# Taylor expansion in infinity?

1. Nov 16, 2014

### Vrbic

1. The problem statement, all variables and given/known data
How to use Taylor series for condition x>>1? For example $f(x)=x\sqrt{1+x^2}(2x^2/3-1)+\ln{(x+\sqrt{1+x^2})}$

2. Relevant equations

3. The attempt at a solution
I try to derived it and limit to infinity...for example first term $\frac{x^4}{3\sqrt{1+x^2}}$. Limit this to infinity is obviously infinity. Any advice?
Thank you.

2. Nov 16, 2014

### Staff: Mentor

Well, the function goes to infinity, so every approximation should do the same.
What exactly do you want to calculate or approximate where?

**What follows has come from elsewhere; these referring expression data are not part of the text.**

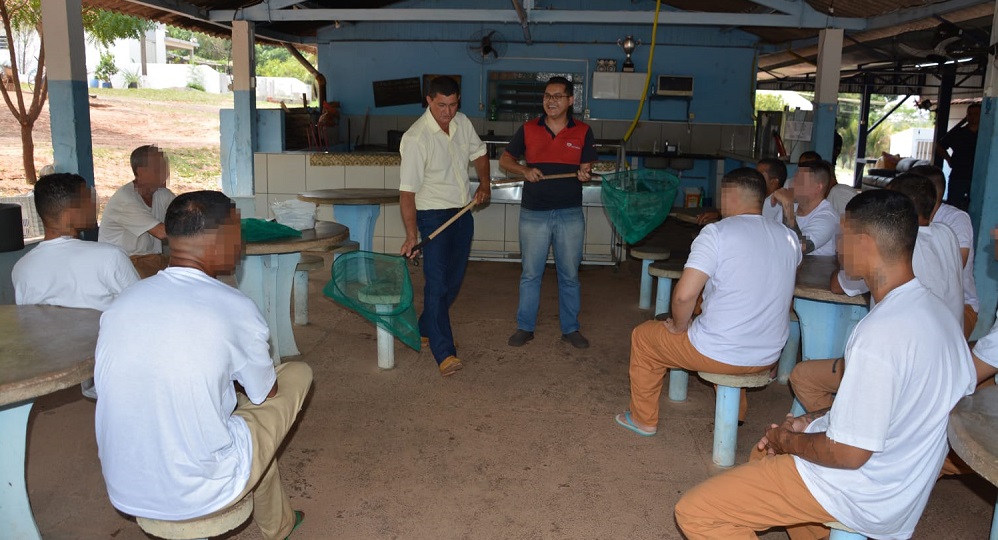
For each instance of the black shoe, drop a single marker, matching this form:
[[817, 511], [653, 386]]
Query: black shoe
[[576, 339], [520, 338]]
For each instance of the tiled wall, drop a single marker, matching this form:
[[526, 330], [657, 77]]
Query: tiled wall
[[280, 177]]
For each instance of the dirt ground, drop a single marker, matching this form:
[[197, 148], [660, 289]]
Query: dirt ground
[[521, 444], [119, 124]]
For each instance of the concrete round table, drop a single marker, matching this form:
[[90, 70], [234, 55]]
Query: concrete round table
[[357, 208], [826, 318], [43, 349], [266, 275], [973, 434]]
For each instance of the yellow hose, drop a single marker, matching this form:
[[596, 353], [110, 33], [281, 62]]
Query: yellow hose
[[651, 57]]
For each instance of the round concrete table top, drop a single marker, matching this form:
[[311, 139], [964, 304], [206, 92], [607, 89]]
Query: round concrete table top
[[45, 349], [973, 432], [350, 196], [813, 277], [326, 234]]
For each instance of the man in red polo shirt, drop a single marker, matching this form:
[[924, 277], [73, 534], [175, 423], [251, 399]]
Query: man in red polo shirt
[[551, 210]]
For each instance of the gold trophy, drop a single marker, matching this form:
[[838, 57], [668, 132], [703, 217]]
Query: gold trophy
[[628, 45]]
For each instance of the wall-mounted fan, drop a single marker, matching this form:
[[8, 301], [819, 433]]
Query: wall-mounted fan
[[486, 46]]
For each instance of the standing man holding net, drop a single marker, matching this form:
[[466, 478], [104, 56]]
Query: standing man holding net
[[551, 211], [435, 152]]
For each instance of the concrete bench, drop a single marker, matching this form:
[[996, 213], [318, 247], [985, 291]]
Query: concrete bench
[[841, 532], [729, 389], [665, 272], [648, 254], [201, 528], [299, 287]]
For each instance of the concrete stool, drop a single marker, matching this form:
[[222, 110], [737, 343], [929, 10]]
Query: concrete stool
[[648, 254], [384, 303], [729, 389], [299, 287], [841, 532], [201, 528], [788, 359], [665, 271]]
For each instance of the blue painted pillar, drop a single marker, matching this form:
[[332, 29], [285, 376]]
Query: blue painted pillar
[[826, 90], [69, 103], [984, 200], [239, 157]]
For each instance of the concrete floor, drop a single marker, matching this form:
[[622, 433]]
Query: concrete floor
[[520, 444]]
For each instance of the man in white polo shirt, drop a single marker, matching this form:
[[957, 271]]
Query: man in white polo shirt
[[436, 152], [805, 210], [743, 326], [959, 221], [871, 460], [133, 217]]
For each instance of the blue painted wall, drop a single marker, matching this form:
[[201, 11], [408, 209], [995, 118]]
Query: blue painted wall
[[722, 63]]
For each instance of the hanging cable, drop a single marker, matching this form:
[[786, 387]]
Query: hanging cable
[[651, 57]]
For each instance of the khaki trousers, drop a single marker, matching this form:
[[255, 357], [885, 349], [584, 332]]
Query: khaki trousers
[[765, 492], [269, 423], [815, 382], [654, 349]]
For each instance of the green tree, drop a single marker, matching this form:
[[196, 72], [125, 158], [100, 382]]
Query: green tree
[[105, 26]]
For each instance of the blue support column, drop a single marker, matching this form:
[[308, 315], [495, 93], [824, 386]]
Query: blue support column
[[826, 95], [239, 157], [69, 103]]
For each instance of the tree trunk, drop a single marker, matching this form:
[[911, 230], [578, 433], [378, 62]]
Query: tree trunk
[[28, 152]]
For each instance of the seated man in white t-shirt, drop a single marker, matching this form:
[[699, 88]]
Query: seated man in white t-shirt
[[805, 210], [871, 460], [937, 265], [959, 221], [174, 439], [133, 216], [743, 326], [99, 272]]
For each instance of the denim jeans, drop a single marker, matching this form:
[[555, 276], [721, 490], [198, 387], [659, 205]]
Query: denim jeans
[[444, 261], [565, 229]]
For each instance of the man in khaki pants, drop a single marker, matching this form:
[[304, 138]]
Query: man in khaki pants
[[745, 267], [871, 460], [174, 440]]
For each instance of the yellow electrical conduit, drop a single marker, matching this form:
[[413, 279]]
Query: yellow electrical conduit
[[651, 57]]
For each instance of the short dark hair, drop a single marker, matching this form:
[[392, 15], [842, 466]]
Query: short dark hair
[[889, 217], [748, 179], [140, 156], [823, 171], [935, 174], [558, 79], [443, 85], [55, 193], [194, 213], [809, 156], [775, 167], [919, 189]]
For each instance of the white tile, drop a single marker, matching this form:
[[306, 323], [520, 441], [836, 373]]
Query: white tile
[[259, 173], [393, 177], [286, 173], [598, 228], [490, 223], [320, 177], [365, 177], [487, 245]]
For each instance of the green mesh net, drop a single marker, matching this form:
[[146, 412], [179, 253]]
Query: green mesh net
[[377, 286], [638, 201]]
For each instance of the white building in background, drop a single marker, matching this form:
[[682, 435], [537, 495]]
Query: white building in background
[[156, 72]]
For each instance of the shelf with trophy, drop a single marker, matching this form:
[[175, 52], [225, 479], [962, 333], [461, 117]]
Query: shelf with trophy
[[608, 83]]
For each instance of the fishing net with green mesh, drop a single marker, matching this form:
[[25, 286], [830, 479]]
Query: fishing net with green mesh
[[377, 286], [638, 201]]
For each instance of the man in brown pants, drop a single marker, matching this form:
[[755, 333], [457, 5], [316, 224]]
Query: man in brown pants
[[744, 325], [871, 460]]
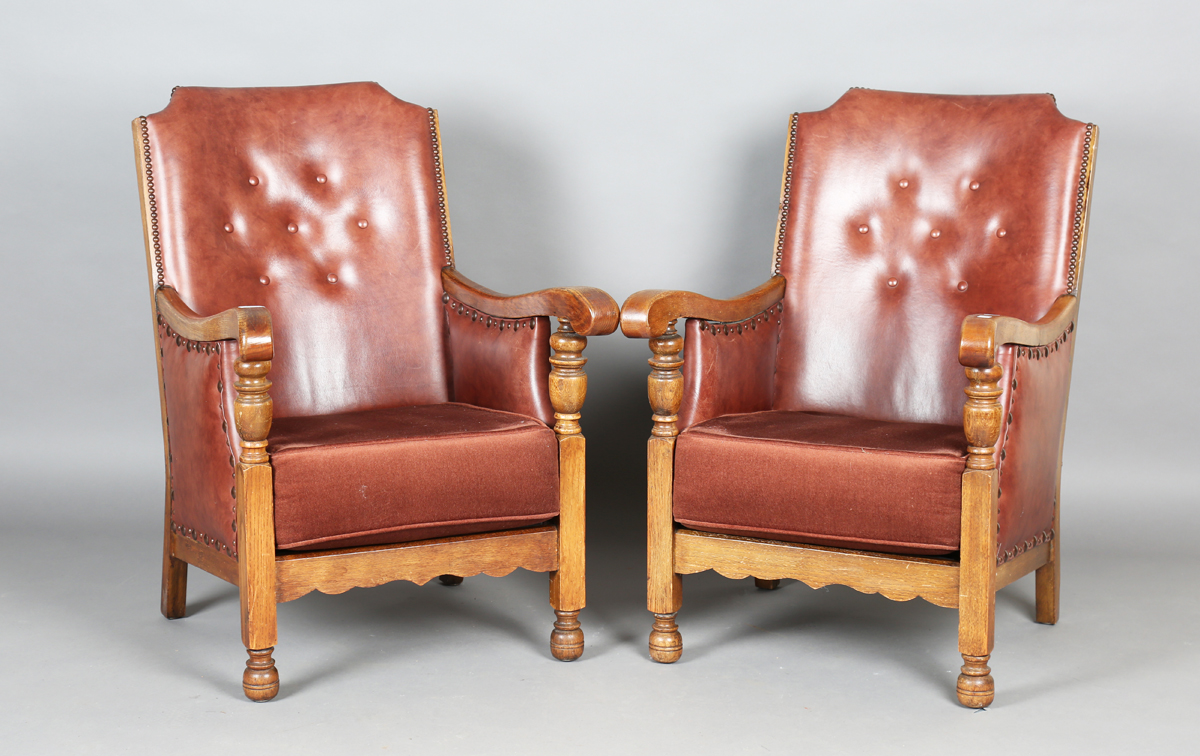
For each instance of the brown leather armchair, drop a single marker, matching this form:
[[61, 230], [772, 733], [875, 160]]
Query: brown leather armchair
[[341, 407], [816, 430]]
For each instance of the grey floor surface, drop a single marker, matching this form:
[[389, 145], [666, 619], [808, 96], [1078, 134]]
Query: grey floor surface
[[90, 666]]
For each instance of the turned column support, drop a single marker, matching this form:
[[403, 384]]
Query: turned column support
[[982, 417], [255, 538], [664, 585], [568, 389]]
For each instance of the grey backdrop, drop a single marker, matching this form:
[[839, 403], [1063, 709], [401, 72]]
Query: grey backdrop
[[624, 145]]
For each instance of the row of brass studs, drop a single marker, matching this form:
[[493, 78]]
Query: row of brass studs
[[442, 192], [1024, 546], [485, 319], [1077, 231], [785, 203], [751, 324], [209, 540], [154, 205], [207, 348]]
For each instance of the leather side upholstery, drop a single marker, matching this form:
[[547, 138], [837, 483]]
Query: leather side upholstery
[[729, 367], [905, 214], [499, 363], [322, 204], [1038, 379], [203, 451]]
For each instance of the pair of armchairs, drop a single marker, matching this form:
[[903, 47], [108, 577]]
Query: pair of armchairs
[[343, 408]]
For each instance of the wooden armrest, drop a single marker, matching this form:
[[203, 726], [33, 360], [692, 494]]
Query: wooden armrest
[[589, 311], [250, 325], [648, 313], [983, 334]]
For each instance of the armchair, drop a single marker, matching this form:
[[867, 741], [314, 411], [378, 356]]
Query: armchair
[[814, 429], [347, 409]]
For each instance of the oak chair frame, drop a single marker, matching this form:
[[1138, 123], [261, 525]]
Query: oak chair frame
[[265, 576], [967, 582]]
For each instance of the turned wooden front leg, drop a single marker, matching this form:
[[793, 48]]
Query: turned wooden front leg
[[568, 388], [664, 586], [256, 531], [977, 561]]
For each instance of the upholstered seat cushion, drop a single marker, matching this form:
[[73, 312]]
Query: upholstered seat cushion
[[823, 479], [409, 473]]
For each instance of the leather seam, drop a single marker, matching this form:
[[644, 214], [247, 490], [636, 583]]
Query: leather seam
[[1077, 231], [225, 429], [712, 526], [439, 177], [538, 517], [155, 238], [695, 431], [785, 202], [532, 427]]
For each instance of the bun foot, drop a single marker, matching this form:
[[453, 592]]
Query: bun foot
[[261, 681], [666, 643], [976, 688], [567, 640]]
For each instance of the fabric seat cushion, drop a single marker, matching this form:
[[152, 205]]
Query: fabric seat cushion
[[823, 479], [409, 473]]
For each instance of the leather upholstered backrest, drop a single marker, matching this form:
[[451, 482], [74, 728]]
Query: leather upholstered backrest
[[323, 204], [901, 215]]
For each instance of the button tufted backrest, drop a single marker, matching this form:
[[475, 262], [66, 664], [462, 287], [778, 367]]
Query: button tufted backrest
[[901, 215], [324, 205]]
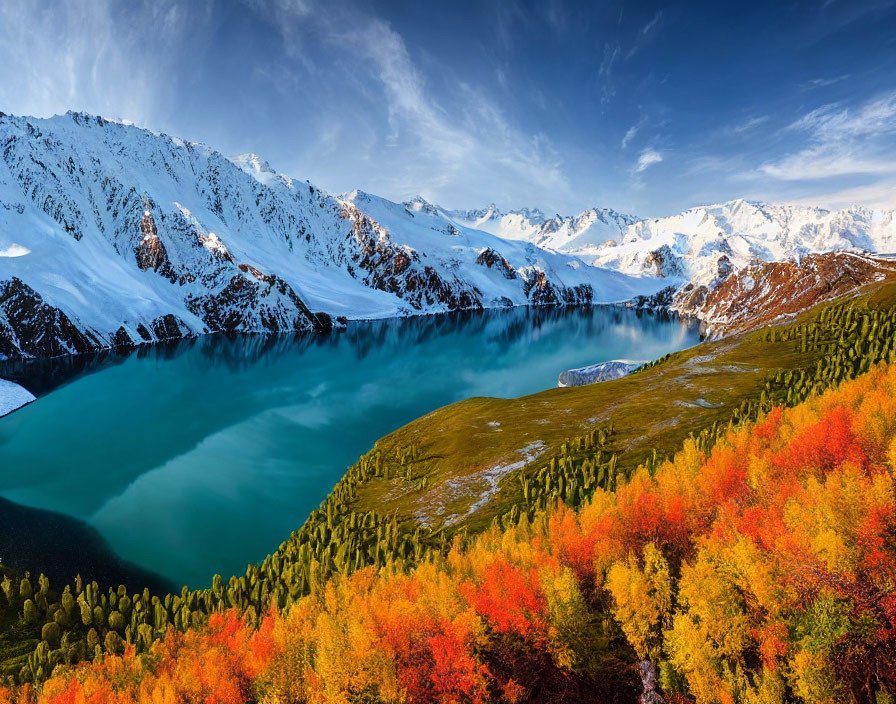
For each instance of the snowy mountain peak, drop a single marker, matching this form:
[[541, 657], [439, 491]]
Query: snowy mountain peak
[[260, 169], [112, 235]]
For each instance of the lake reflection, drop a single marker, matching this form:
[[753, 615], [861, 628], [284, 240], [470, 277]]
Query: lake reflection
[[195, 458]]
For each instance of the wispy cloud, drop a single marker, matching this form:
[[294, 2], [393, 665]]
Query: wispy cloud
[[104, 57], [823, 82], [878, 195], [841, 141], [647, 28], [647, 158], [747, 125], [645, 34], [446, 146]]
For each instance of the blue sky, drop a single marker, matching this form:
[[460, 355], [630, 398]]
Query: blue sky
[[645, 107]]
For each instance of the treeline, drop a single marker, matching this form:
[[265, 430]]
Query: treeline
[[81, 621], [762, 572]]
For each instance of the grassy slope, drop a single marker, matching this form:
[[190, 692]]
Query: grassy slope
[[462, 444]]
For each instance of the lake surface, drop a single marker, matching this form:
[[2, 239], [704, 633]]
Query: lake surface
[[196, 458]]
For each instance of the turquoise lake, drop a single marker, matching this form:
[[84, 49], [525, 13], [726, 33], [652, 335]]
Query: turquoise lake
[[196, 458]]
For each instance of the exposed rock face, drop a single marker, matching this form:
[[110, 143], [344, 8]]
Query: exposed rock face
[[604, 371], [777, 291], [30, 326], [490, 258], [150, 251], [663, 262], [112, 235]]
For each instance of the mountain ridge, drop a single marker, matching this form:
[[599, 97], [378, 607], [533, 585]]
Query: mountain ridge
[[116, 235]]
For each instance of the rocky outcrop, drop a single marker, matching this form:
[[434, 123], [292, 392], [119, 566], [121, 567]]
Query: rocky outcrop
[[491, 259], [150, 251], [133, 237], [663, 262], [249, 300], [775, 292], [30, 327], [604, 371]]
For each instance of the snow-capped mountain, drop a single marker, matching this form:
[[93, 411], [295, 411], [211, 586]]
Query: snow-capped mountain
[[115, 235], [569, 234], [705, 244], [701, 245]]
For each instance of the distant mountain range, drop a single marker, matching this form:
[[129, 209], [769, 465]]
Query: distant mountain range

In general, to get good approximations for large x, you can calculate the taylor series of f(1/x) and evaluate it around 0. That won't work with divergent series, however, where you might need a Laurent series.

3. Nov 16, 2014

### Vrbic

Nice trick, I tried it but for all derivative limit to 0 is divergent...for example 1.derivative of my f(1/x) is $-\frac{1+1/x^2}{\pi x^4}$. Yes I would like to examine a behaviour of this function for large x and approximate it for this case.

4. Nov 16, 2014

### Staff: Mentor

Well you'll need a Laurent series here, as I mentioned. If it stops, then you have a good approximation.